# Motorhome covers



## Perseus (Apr 10, 2009)

Does anyone know if there are any other companies like Pro-Tec that make covers for motorhomes. Pro-Tec are excellent products, but they are very expensive and I wondered if there are any companies a bit cheaper out there?


----------



## JohnsCrossMotorHomes (Jul 21, 2007)

bandleader said:


> Does anyone know if there are any other companies like Pro-Tec that make covers for motorhomes. Pro-Tec are excellent products, but they are very expensive and I wondered if there are any companies a bit cheaper out there?


F iamma and Royal make covers, F iamma one is £54

Peter


----------



## Perseus (Apr 10, 2009)

Thanks, Peter. The Pro-Tec covers are unaffected by wind or storms etc. They cost 3/400 pounds! Do you know if the Fiamma ones are similar, or are they made of the umbrella-like material. This is very thin and I wouold imagaine it would not stand up well to high winds?


----------



## Glengyle (Mar 18, 2007)

"The Pro-Tec covers are unaffected by wind or storms"

About 18 months ago my Pro-Tec Roof Cover was destroyed by the gales up here in Central Scotland.


----------



## Perseus (Apr 10, 2009)

*motorhome covers*

Well, that´s not surprising....they have to nail the ridge tiles down in Scotland!


----------



## Fatalhud (Mar 3, 2006)

The Pro-tec covers are breathable and have a soft lining which protects the van and windows, Plus are custom made to suit your vehicle.

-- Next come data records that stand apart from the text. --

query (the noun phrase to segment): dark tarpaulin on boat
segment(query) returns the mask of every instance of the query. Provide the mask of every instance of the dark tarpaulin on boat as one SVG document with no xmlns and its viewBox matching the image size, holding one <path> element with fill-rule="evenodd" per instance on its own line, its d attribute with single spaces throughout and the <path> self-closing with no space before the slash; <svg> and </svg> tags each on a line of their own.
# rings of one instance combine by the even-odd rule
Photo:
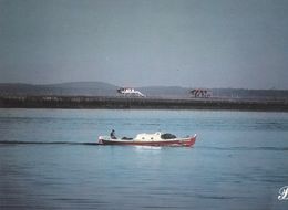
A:
<svg viewBox="0 0 288 210">
<path fill-rule="evenodd" d="M 176 138 L 176 136 L 173 134 L 166 133 L 166 134 L 162 134 L 161 138 L 162 139 L 172 139 L 172 138 Z"/>
</svg>

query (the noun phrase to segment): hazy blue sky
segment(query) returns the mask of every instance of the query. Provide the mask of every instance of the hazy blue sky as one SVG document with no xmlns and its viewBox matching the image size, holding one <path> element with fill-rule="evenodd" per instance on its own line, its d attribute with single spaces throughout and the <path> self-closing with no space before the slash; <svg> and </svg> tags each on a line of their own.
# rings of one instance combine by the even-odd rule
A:
<svg viewBox="0 0 288 210">
<path fill-rule="evenodd" d="M 287 0 L 0 0 L 0 82 L 288 88 Z"/>
</svg>

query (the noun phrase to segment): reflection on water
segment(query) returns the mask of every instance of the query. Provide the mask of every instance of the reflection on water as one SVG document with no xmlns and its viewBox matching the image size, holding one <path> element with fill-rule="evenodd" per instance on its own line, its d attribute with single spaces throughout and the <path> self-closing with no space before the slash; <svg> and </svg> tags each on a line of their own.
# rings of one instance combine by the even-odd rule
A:
<svg viewBox="0 0 288 210">
<path fill-rule="evenodd" d="M 193 148 L 99 135 L 198 134 Z M 0 109 L 0 209 L 287 209 L 288 114 Z"/>
</svg>

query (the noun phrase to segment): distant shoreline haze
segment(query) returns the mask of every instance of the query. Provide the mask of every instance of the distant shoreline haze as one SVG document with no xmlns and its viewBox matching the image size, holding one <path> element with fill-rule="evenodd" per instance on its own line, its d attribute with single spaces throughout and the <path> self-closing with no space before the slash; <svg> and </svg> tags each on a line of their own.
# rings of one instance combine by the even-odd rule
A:
<svg viewBox="0 0 288 210">
<path fill-rule="evenodd" d="M 120 86 L 104 82 L 70 82 L 58 84 L 0 83 L 1 96 L 59 95 L 59 96 L 120 96 Z M 145 86 L 134 87 L 147 97 L 189 98 L 191 91 L 197 87 Z M 288 90 L 245 90 L 245 88 L 205 88 L 210 97 L 225 98 L 288 98 Z"/>
</svg>

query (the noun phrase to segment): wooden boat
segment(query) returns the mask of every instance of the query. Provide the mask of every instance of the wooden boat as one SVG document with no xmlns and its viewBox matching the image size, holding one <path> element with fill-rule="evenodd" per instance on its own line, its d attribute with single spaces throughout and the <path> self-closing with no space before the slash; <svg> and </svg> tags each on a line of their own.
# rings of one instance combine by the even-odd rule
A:
<svg viewBox="0 0 288 210">
<path fill-rule="evenodd" d="M 138 134 L 135 138 L 111 138 L 110 136 L 100 136 L 99 144 L 103 145 L 134 145 L 134 146 L 183 146 L 192 147 L 196 141 L 194 136 L 178 138 L 172 134 Z"/>
</svg>

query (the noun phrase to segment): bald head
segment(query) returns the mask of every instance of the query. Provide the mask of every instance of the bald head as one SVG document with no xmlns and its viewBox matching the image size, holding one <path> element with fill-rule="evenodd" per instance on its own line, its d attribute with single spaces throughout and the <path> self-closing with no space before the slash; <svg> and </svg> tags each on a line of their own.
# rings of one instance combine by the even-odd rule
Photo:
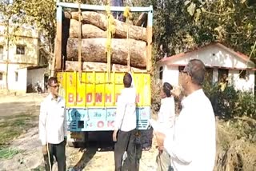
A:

For £50 I don't think you will get any of the above

"you pays for what you gets"

Alan H


----------



## brillopad (Mar 4, 2008)

i.ve got a soft breathable cover that cost about £140 its got lots of straps to tie it down, its gray in colour, and i think its good value. dennis


----------



## Perseus (Apr 10, 2009)

Ahhh, Dennis. That sounds just the job. Have you got the company name and phone number by any chance?


----------



## time-traveller (Apr 23, 2007)

Quality is the true test of cheapness
You get what you pay for with Protec

Usual disclaimers - other than I've got one



bandleader said:


> Does anyone know if there are any other companies like Pro-Tec that make covers for motorhomes. Pro-Tec are excellent products, but they are very expensive and I wondered if there are any companies a bit cheaper out there?


----------



## brillopad (Mar 4, 2008)

just google motorhome covers, simples.dennis


----------



## JohnsCrossMotorHomes (Jul 21, 2007)

brillopad said:


> just google motorhome covers, simples.dennis


You could also google johns cross


----------



## 1943 (May 28, 2008)

If you're interested I have a Fiamma Covertop, unused, cost £52 last year. Its a silvery finish tarpaulin really but quite smooth so that it doesn't do any damage. 8.5M long x 5.3M wide. I'm open to offers!

Bob


----------



## brillopad (Mar 4, 2008)

JohnsCrossMotorHomes said:


> brillopad said:
> 
> 
> > just google motorhome covers, simples.dennis
> ...


i googled johns cross, and was asked why? i said because he needs more motorhomes, there are another plug for ya. dennis


----------